Panteizme benzeyen fikirler 18. yüzyıldan önce Doğu/Güney Asya dinlerinde (özellikle Sihizm, Hinduizm, Konfüçyanizm ve Taoizm) mevcuttu. Bunların Spinoza'nın çalışmalarını etkilediğine dair bir kanıt olmamasına rağmen, Leibniz ve daha sonra Voltaire gibi diğer çağdaş filozoflarla ilgili böyle kanıtlar vardır. Hinduizm'de panteist görüşlerin yanı sıra panenteist, politeist, monoteist ve ateist görüşler de mevcuttur. Sihizm söz konusu olduğunda, Guru Nanak'a atfedilen hikâyeler onun Tanrı'nın fiziksel dünyanın her yerinde olduğuna inandığını göstermektedir ve Sih geleneği tipik olarak Tanrı'yı, her biri Tanrı'nın bir tezahürü olarak yaratılan tüm maddi formlarda mevcut olan fiziksel dünyadaki koruyucu güç olarak tanımlamaktadır.

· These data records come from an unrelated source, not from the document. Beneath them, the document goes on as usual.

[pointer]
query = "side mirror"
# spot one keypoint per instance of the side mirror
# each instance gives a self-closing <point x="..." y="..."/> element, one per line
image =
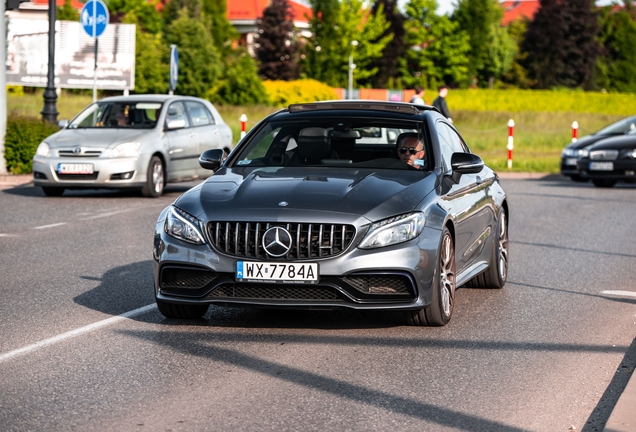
<point x="175" y="124"/>
<point x="211" y="159"/>
<point x="466" y="163"/>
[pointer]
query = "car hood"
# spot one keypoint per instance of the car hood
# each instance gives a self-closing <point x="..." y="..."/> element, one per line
<point x="616" y="142"/>
<point x="99" y="138"/>
<point x="306" y="193"/>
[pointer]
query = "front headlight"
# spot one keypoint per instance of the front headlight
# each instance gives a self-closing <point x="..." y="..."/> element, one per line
<point x="183" y="226"/>
<point x="394" y="230"/>
<point x="130" y="149"/>
<point x="43" y="150"/>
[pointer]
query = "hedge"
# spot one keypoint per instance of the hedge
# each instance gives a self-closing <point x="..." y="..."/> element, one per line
<point x="23" y="136"/>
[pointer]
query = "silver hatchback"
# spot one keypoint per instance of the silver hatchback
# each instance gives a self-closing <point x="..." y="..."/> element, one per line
<point x="134" y="142"/>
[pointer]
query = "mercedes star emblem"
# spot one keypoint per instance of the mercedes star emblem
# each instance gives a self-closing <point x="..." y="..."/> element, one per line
<point x="277" y="241"/>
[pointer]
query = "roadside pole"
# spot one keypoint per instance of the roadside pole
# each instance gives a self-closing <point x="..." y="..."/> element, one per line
<point x="3" y="89"/>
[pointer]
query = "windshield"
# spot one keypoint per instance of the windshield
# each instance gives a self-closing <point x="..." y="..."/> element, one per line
<point x="334" y="142"/>
<point x="115" y="115"/>
<point x="621" y="127"/>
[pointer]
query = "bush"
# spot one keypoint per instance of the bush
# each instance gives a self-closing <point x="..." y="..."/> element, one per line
<point x="283" y="93"/>
<point x="23" y="136"/>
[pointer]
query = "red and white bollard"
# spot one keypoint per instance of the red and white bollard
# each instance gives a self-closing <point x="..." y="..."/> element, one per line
<point x="575" y="128"/>
<point x="511" y="127"/>
<point x="243" y="121"/>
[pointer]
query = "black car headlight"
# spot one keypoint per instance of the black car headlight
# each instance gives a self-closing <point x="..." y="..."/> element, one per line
<point x="394" y="230"/>
<point x="183" y="226"/>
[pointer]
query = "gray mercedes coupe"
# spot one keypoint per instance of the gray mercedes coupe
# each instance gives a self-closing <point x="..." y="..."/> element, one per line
<point x="311" y="211"/>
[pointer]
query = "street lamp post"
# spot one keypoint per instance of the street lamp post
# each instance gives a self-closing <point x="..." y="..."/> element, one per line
<point x="49" y="112"/>
<point x="352" y="66"/>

Ancak Sihler Tanrı'yı "bir sanatçının sanatında mevcut olduğu söylenebilecek şekilde dünyanın fenomenal gerçekliğine içkin olan" aşkın yaratıcı olarak görürler. Bu da daha panentheistik bir pozisyon anlamına gelmektedir.

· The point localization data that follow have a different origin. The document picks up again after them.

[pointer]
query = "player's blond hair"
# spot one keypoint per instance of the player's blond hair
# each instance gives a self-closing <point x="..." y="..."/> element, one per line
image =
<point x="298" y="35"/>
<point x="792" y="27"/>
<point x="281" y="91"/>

Maneviyat ve yeni dini hareketler

Panteizm, modern maneviyatta ve Neopaganizm ve Teozofi gibi yeni dini hareketlerde popülerdir. Panteizm kelimesini başlığında belirten iki organizasyon 20. yüzyılın son çeyreğinde kurulmuştur. Panteistlerin tüm çeşitlerine açık olan ve çevresel amaçları destekleyen Evrensel Panteist Topluluğu 1975 yılında kurulmuştur. Dünya Panteist Hareketi, çevreci, yazar ve 1996 yılında istifa ettiği Evrensel Panteist Topluluğu'nun eski başkan yardımcısı Paul Harrison tarafından yönetilmektedir. Dünya Panteist Hareketi 1999 yılında sadece natüralist panteizmi - panteizmin katı metafiziksel natüralist versiyonu, bazıları tarafından dini natüralizmin bir formu olarak kabul edilir - teşvik etmeye odaklanmak üzere kurulmuştur. Çevresel etiğe odaklanan bir "koyu yeşil din" örneği olarak tanımlanmıştır.

Sınıflandırma

Yakın zamanda Paul D. Feinberg panteizmi sınıflandırmıştır; göreli monistik, akosmistik, absolutistik, immanentistic, hylozoistic, karşıtlıkların özdeşliği, neoplatonik ya da emanationistik panteizm.

Dinlerde panteizm

Dinlerde panteizmin kökeni Hint ve yerli Amerikan dinlerine kadar uzanır. Bilinen en eski panteist fikirlerin Hindu dini metinlerinde yer aldığı iddia edilmektedir.Alevilik panteist unsurlar içerir. Alevilik'te vahdet-i vücud olarak isimlendirilen yaklaşımda Dünya'daki bütün varlıklar ve tüm Evren, Tanrı'nın yansımaları olarak görülür. Vika gibi modern pagan dinleri panteist görüşler içermektedir.